ZAHED MEER
July 1, 1994

The exhibition of Zahed Meer’s work marked another distinct shift in the FLAT programming. Up until this point most of the people involved with projects at the FLAT had been affiliated with the Technikon, and at this time, we began to make an effort to include people not associated with the institution. Also, we began to schedule programming with more advance planning.
Meer, who was the nephew of well known activist Fatima Meer, had been living in a commune near the FLAT. He approached the FLAT to see if he could perhaps move in for the duration of the exhibiton, but we had to decline this proposal, as we were already crowded. Matoti, Barry and myself, as well as occasionally Ntshangase, made this impossible. In hindsight, I expect that we would have perhaps accommodated this request had it been framed as a ‘performance’. We were not familiar with Meer’s work, but acting with our policy “to allow anyone to do anything in the space” agreed to an exhibition.
For the show, he installed a large body of ‘child‑like’ drawings of varied sizes made with crayon, pencil, and koki markers. These were pasted chaotically all over the walls. The images included figures holding hands beneath a primary colored red sun, a rocket and landscapes with houses. There was a surrealist quality to the strange combinations of images, but also a sexual edge to the work as well. For example, on his invitation was a woman with one leg lifted above a lit candle. The poster read in scrawled marks:
CROWORK EXHIBITION
I NEED TO MAKE
MOVIES + PUBLISH
PLEASE SUPPORT
ZAHED MEER

ZAHED MEER, Instaaling work, 1994
The exhibition was well attended and we made a number of tapes at this opening. These tapes were not made with any intention, often a tape deck would be left running in the kitchen or elsewhere during exhibitions taping the conversations of whomever came into that space. That night recorded conversations included Meer, Matoti, Martyn, myself amoungst others, and in one such interaction, a friend of Meer’s spoke about the building where the FLAT was located.
Meer’s friend: Tell me guys… nice flat, very nice flat. You know this shop underneath. When we were growing up, we lived around the corner, but then it became a white area so we had to move out.
Allen: Are you serious?
Meer’s friend: But all…you know growing up, this shop underneath was where we used to come all the time. So it’s nice coming here.[1]
Meer had a very unique way of conversing with people. During many conversations, he would suddenly break into free-association poetry, as can be seen in this conversation with Matoti:
Matoti: You are looking at me like you are going to say something.
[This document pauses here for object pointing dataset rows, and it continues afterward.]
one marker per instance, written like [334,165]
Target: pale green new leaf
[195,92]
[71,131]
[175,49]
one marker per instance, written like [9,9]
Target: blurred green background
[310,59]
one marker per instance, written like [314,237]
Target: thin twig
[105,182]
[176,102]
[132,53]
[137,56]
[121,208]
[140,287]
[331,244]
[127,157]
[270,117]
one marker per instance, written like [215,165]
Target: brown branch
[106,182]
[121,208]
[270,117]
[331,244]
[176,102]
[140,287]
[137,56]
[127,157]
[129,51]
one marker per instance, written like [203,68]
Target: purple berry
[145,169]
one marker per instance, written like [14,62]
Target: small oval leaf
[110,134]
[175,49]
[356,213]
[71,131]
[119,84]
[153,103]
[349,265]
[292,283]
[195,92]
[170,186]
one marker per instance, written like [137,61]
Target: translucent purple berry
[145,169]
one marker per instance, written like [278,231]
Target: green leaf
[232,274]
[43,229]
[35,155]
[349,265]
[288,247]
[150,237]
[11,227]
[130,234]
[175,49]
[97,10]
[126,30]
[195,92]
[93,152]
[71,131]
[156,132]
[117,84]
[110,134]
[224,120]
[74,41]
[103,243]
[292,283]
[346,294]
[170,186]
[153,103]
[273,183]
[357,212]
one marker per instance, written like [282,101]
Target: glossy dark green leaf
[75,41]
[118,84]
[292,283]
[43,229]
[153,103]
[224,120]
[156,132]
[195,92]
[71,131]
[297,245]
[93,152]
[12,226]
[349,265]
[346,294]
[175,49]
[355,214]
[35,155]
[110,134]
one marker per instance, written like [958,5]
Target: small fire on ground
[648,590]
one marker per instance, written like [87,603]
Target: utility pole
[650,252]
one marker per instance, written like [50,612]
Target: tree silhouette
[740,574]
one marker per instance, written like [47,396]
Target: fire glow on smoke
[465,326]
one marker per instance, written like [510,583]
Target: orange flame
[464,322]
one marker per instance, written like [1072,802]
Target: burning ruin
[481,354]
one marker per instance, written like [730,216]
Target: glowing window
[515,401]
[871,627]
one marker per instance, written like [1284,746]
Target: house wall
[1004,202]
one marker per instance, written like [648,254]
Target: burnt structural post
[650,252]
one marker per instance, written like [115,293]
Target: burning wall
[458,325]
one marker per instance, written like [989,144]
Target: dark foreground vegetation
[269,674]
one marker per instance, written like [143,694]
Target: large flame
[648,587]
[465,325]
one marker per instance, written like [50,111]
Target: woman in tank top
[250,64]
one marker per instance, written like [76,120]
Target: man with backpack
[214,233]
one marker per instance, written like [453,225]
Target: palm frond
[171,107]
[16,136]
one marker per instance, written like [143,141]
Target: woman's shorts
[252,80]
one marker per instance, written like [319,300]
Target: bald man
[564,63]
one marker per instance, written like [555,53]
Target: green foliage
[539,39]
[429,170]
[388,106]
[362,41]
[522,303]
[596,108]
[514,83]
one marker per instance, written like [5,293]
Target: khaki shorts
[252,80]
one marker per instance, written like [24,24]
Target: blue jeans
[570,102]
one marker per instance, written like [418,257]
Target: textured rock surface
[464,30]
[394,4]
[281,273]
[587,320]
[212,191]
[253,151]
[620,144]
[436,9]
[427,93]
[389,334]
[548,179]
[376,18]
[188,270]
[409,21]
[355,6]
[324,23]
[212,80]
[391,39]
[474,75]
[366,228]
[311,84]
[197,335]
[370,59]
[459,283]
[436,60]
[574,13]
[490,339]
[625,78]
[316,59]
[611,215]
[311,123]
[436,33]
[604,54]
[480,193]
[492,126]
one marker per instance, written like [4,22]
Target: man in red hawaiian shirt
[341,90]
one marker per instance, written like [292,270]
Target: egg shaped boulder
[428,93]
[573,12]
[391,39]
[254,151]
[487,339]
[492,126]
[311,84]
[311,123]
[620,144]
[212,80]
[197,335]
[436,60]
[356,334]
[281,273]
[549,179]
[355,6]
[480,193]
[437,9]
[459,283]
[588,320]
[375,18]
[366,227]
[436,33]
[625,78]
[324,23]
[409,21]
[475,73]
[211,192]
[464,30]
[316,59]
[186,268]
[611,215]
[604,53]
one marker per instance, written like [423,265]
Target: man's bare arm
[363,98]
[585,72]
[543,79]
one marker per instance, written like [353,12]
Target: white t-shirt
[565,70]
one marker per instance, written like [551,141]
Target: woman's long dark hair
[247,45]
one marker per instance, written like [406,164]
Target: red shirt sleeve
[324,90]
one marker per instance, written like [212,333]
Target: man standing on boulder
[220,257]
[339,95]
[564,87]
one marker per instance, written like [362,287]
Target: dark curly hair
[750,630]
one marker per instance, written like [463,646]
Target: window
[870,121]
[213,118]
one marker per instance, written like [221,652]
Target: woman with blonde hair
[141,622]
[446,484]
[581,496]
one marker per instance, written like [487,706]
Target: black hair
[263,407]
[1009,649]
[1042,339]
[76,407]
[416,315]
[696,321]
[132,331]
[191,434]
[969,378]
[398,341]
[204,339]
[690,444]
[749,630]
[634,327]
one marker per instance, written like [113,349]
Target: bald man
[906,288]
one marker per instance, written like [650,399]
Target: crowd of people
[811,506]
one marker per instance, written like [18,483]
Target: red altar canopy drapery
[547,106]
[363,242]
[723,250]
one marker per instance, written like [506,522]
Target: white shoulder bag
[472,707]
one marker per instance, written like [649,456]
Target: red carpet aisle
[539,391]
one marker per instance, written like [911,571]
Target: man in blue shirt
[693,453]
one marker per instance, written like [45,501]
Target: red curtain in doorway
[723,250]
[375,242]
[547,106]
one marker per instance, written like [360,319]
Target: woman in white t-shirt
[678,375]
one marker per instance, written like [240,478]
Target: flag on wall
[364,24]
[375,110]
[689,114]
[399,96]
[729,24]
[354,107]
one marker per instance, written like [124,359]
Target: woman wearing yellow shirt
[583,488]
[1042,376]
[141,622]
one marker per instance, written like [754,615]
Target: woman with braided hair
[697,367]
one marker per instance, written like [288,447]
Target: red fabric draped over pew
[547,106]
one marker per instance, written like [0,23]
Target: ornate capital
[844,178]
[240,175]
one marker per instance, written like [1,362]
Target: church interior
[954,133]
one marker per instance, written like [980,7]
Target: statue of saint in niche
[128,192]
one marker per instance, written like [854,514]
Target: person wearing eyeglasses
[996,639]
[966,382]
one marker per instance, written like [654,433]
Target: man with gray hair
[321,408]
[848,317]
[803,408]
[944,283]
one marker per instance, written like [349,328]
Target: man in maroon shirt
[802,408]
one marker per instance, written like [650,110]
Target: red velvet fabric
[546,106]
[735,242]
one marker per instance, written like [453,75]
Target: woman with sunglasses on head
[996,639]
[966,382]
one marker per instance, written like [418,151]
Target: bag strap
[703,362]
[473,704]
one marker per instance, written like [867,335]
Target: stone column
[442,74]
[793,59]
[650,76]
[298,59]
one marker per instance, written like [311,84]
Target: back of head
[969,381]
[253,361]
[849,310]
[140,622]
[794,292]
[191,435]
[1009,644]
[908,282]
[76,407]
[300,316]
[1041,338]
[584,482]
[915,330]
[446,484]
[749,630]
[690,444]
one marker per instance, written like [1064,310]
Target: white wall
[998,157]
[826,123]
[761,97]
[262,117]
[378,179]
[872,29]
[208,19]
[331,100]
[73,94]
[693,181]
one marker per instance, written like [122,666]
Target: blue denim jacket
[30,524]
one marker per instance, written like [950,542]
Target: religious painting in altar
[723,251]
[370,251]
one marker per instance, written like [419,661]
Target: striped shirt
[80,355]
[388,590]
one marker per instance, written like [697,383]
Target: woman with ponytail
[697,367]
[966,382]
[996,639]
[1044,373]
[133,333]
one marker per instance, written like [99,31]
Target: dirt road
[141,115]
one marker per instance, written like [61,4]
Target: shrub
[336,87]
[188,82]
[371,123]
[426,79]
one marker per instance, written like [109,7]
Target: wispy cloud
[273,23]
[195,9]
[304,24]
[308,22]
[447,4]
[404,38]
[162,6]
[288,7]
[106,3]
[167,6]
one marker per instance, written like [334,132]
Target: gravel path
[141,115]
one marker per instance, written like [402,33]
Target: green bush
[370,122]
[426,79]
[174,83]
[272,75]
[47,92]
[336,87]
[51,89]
What do you want to say?
Meer: Ah, OK let me tell you a sad […]
In communion with a lama,
In sharing words with a sister,
Having a brother,
Coming from a mother,
In arguing with a father,
Don’t judge a book by his cover.
Service and substance, substance in space
Wanting to know more is no disgrace
We seek to know
We must know
We have to know
The essence of ourselves
To sort out the levels
Of the heavens and hells […][2]

ZAHED MEER, installation of work on paper, 1994.
[1] ‘Zahed Meer’s Opening’; FLAT Recordings, Tape 28, Durban, FLAT, July 1, 1994.